The castle of the lords of Roche-Pont was built on the remains of the castellum of the cité Juliana, and about the year 1182 it was very old and dilapidated.
Anseric de la Roche-Pont was at that time its owner. He was a young man of ardent temperament and ambitious disposition, married to a niece of the Count of Nevers, deceased in 1176—an alliance which had increased his possessions. He bore with impatience his subjection to the Duke of Burgundy, and in endeavouring to shake it off, his first step was to rebuild his old castle, and put it in a condition to defy every attack. Anseric de la Roche-Pont was encouraged in these ideas of independence by one of his uncles, an old seigneur, who, having spent fifteen years of fighting in Syria, had returned, worn out and impoverished, to Burgundy. Anseric had given him an asylum in his declining years, and he soon acquired an influence over the mind of his nephew, and even of his niece. During the long winter evenings, the recital of adventures beyond seas, to which the Baron Guy knew how to give a life-like interest, would inflame the breast of the young lord. Often on such occasions the latter would rise and pace the hall, with sparkling eyes and clenched hands, stung with shame at his own inactivity, and consumed by the desire of some nobler occupation than killing boars, and disputing with monks concerning mill or fishery rights. At such moments the old baron, far from seeking to calm his nephew's ardour, would seek to direct it to a more attainable end than the conquest of towns in Syria. The Baron Guy was a personage of remarkable idiosyncrasy—physically an elderly man, tall and angular, and somewhat bent by the weight of arms: his head, still covered with rough grey locks, square in the crown, exhibiting projecting cheek-bones, and—beneath shaggy eyebrows—eyes of sombre green, deeply sunk in their orbits. His wide mouth with its thin lips showed, when he laughed—which rarely happened—rows of sharp white teeth. When he was relating long stories, seated, his hands on his knees and his head bent down, the light of the wax tapers fell only on his bushy hair, his high cheek-bones, and nose. Sometimes, at exciting passages in the recital, his head would slowly rise and, still in shade, his eyes would send forth flashes which reminded one of distant lightning.
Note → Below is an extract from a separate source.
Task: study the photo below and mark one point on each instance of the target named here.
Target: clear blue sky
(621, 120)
Morally, the Baron Guy is not so easily described. He hated monks—but that is neither here nor there—and adored children; which is proof of a happily constituted disposition. But the baron had seen so much of men and things that it is not to be wondered at that there existed in his mind a shade of scepticism, if such a term can be applied to the désenchantement of a noble at the end of the twelfth century. The baron had, we say, acquired a marked influence over the mind of his nephew; but to Anseric's two children their great-uncle was as indulgent as possible. He was no less complaisant to his niece; she alone could succeed in lighting up that stern visage with a ray of cheerfulness.
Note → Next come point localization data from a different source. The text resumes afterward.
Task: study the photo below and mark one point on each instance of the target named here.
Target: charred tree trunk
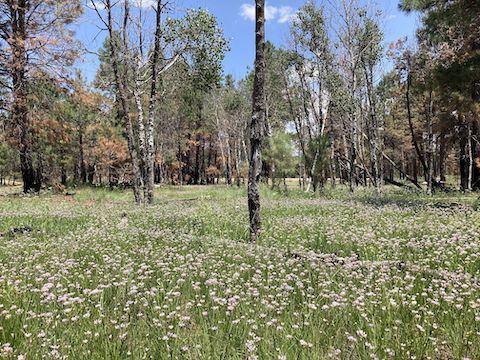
(257, 125)
(136, 175)
(20, 107)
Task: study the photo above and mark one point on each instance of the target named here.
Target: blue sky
(235, 17)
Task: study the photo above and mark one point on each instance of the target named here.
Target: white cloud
(247, 11)
(144, 4)
(281, 14)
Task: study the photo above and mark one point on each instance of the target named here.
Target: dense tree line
(161, 110)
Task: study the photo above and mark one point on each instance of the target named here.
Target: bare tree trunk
(150, 158)
(19, 82)
(237, 163)
(430, 144)
(83, 168)
(410, 124)
(470, 158)
(353, 135)
(229, 163)
(257, 126)
(136, 183)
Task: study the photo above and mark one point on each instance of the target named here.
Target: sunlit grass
(334, 275)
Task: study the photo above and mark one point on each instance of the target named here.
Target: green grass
(334, 275)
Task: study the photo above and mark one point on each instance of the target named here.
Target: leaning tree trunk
(257, 125)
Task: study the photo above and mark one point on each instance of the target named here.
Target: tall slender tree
(257, 125)
(33, 36)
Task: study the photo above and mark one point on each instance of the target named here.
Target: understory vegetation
(333, 275)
The very high and noble dame Jeanne Eleanor de la Roche-Pont was a woman of middle height. When animated, her somewhat oval face reflected a lively intelligence; her eyes of light azure then assumed the hue of the lapis-lazuli, and her complexion, habitually pale, was suffused with a rosy flush. She had a bewitching smile, though her mouth was slightly drooping; her swan-like neck, and the exquisite contour of her figure, lent to all her movements a perfect grace, rendered still more charming by an address and vivacity which was the delight of the old baron.
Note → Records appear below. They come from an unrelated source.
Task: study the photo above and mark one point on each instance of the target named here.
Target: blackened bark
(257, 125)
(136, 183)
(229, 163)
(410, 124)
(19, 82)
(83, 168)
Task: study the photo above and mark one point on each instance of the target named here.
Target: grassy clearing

The baron, therefore, would pass whole hours with his eyes fixed on his niece, as if he wished to study the least gestures of the Lady de la Roche-Pont, and discover the marvellous mechanism in which their grace and beauty originated. High-spirited on occasions, Eleanor was capable of the greatest devotion and absolute self-sacrifice for those dear to her. Her vassals loved her, and used to call her la Gentil-Dame.